SSE via fetch() + ReadableStream

The core decision is to use the browser's native fetch() API with ReadableStream to consume a text/event-stream response from a new streaming endpoint. This was chosen over three alternatives:

Rejected: HTMX SSE Extension

HTMX has a built-in SSE extension (hx-ext="sse"), but it replaces the target element's content on each event rather than appending tokens. For chat streaming, we need to append each token to a growing response bubble. The HTMX SSE model is designed for discrete updates (e.g., notifications, status changes), not for progressive text accumulation. Workarounds involving innerHTML += on each event would fight against HTMX's declarative model and introduce brittleness.

Rejected: WebSockets

WebSockets provide full-duplex communication, but chat streaming is fundamentally unidirectional — the server streams tokens to the client. WebSockets add connection management complexity (heartbeats, reconnection, multiplexing), require a different server infrastructure path (upgrade handshake, persistent connections), and are overkill for a request-response pattern where the client sends a message and receives a streamed reply.

Rejected: Browser EventSource API

The native EventSource API is purpose-built for SSE, but it only supports GET requests. Chat messages must be sent via POST with form data (message text, language, level, conversation context). There is no clean way to encode this as query parameters, especially as conversation history grows. Using EventSource would require either a two-step flow (POST the message first, then GET the stream) or encoding large payloads in URLs, both of which add unnecessary complexity.

LangGraph astream() with Dual Stream Modes

The key technical insight enabling this feature: LangGraph's astream(stream_mode=["messages", "updates"]) intercepts LLM callbacks automatically, even when graph nodes use ainvoke() internally. This means no changes were needed to the LLM configuration, node code, or prompt setup. The existing respond_node calls llm.ainvoke(messages) as before — LangGraph's streaming infrastructure hooks into the underlying LLM client to emit tokens as they arrive.

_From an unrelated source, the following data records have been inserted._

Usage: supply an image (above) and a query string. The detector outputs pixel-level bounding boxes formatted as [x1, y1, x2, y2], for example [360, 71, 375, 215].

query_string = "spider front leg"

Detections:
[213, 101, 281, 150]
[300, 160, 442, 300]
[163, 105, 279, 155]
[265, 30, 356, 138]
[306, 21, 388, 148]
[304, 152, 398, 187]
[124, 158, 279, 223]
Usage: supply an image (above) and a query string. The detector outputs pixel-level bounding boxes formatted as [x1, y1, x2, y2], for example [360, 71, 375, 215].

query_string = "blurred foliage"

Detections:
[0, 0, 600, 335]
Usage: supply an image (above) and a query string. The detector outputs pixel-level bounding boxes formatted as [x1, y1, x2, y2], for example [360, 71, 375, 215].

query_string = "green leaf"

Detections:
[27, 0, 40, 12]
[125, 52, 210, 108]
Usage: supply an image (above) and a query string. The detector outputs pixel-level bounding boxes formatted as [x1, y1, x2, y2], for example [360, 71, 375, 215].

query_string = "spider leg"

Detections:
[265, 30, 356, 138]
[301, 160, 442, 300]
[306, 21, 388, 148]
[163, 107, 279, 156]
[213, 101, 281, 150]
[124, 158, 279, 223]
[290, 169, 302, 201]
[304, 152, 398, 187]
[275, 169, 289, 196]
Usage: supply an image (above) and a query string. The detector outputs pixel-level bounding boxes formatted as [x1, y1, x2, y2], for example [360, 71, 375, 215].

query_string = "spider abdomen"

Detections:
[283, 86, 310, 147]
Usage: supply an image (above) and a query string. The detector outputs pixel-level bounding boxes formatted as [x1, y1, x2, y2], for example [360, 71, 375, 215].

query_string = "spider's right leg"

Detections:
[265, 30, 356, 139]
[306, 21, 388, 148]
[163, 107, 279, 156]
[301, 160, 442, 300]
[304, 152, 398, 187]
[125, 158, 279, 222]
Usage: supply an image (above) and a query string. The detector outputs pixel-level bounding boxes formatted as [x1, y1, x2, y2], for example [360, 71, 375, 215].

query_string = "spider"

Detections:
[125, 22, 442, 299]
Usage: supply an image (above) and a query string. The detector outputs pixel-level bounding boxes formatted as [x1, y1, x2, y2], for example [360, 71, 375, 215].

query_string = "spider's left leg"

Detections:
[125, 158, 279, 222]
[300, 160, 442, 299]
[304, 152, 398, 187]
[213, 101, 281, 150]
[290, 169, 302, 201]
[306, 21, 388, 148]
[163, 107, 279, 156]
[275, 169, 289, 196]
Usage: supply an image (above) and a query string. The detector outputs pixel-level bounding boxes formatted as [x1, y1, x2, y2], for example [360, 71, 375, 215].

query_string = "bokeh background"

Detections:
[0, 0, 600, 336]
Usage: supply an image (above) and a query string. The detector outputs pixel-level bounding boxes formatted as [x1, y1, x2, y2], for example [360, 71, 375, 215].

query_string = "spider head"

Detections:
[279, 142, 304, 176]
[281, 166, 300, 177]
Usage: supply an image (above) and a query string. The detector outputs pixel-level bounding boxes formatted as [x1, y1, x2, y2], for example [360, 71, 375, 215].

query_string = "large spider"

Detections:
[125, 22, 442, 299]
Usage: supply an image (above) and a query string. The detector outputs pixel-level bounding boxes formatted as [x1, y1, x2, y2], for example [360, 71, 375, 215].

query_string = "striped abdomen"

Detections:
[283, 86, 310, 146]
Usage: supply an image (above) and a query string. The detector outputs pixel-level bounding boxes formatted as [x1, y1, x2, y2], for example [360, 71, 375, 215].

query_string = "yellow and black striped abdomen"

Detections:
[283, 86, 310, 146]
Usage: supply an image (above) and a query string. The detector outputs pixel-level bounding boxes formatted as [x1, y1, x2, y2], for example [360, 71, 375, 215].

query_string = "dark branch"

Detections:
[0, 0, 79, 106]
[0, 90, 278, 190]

Two stream modes are used simultaneously:

• messages: Emits individual LLM tokens as AIMessageChunk objects during node execution. These are the tokens streamed to the client in real time.
• updates: Emits the final state update when each node completes. These are used to detect when post-LLM nodes (scaffold, grammar, pronunciation) finish and to extract their results from the graph state.

SSE Event Protocol

The server emits a structured sequence of SSE event types:

event: token
data: {"content": "Hola"}

event: token
data: {"content": " amigo"}

event: token
data: {"content": "!"}

event: response_complete
data: {"message_id": "msg_123"}

event: scaffolding
data: {"html": "<div class=\"scaffold\">...</div>"}

event: grammar
data: {"html": "<div class=\"grammar-feedback\">...</div>"}

event: pronunciation
data: {"html": "<div class=\"pronunciation-tips\">...</div>"}

event: done
data: {}

Protocol design rationale:

• token events carry individual text chunks for progressive display
• response_complete signals the LLM has finished generating, allowing the client to finalize the response bubble
• scaffolding, grammar, and pronunciation events carry server-rendered HTML fragments produced by the existing Jinja2 partials. This reuses the same templates from the non-streaming path, avoiding template duplication.
• done is the terminal event, signaling the client to clean up (re-enable input, hide loading state)
• Events after response_complete are optional — they only fire if the corresponding graph nodes produce output (e.g., scaffolding only appears for A0-A1 levels)

Server-Rendered HTML in SSE Events

Post-response enrichments (scaffolding, grammar feedback, pronunciation tips) are sent as pre-rendered HTML fragments rather than raw JSON data. This reuses the existing Jinja2 partials (scaffold.html, grammar_feedback.html, pronunciation_tips.html) and keeps the client-side JavaScript simple — it just inserts HTML into the DOM. This follows the HTMX philosophy of server-rendered HTML, even though the streaming transport itself is JavaScript-driven.

Two Chat Endpoints

The original POST /chat endpoint is preserved alongside the new POST /chat/stream endpoint:

• POST /chat: Original blocking endpoint using graph.ainvoke(). Returns a complete HTML fragment via HTMX. Serves as a fallback for clients without JavaScript or for testing.
• POST /chat/stream: New streaming endpoint using graph.astream(). Returns text/event-stream consumed by stream.js.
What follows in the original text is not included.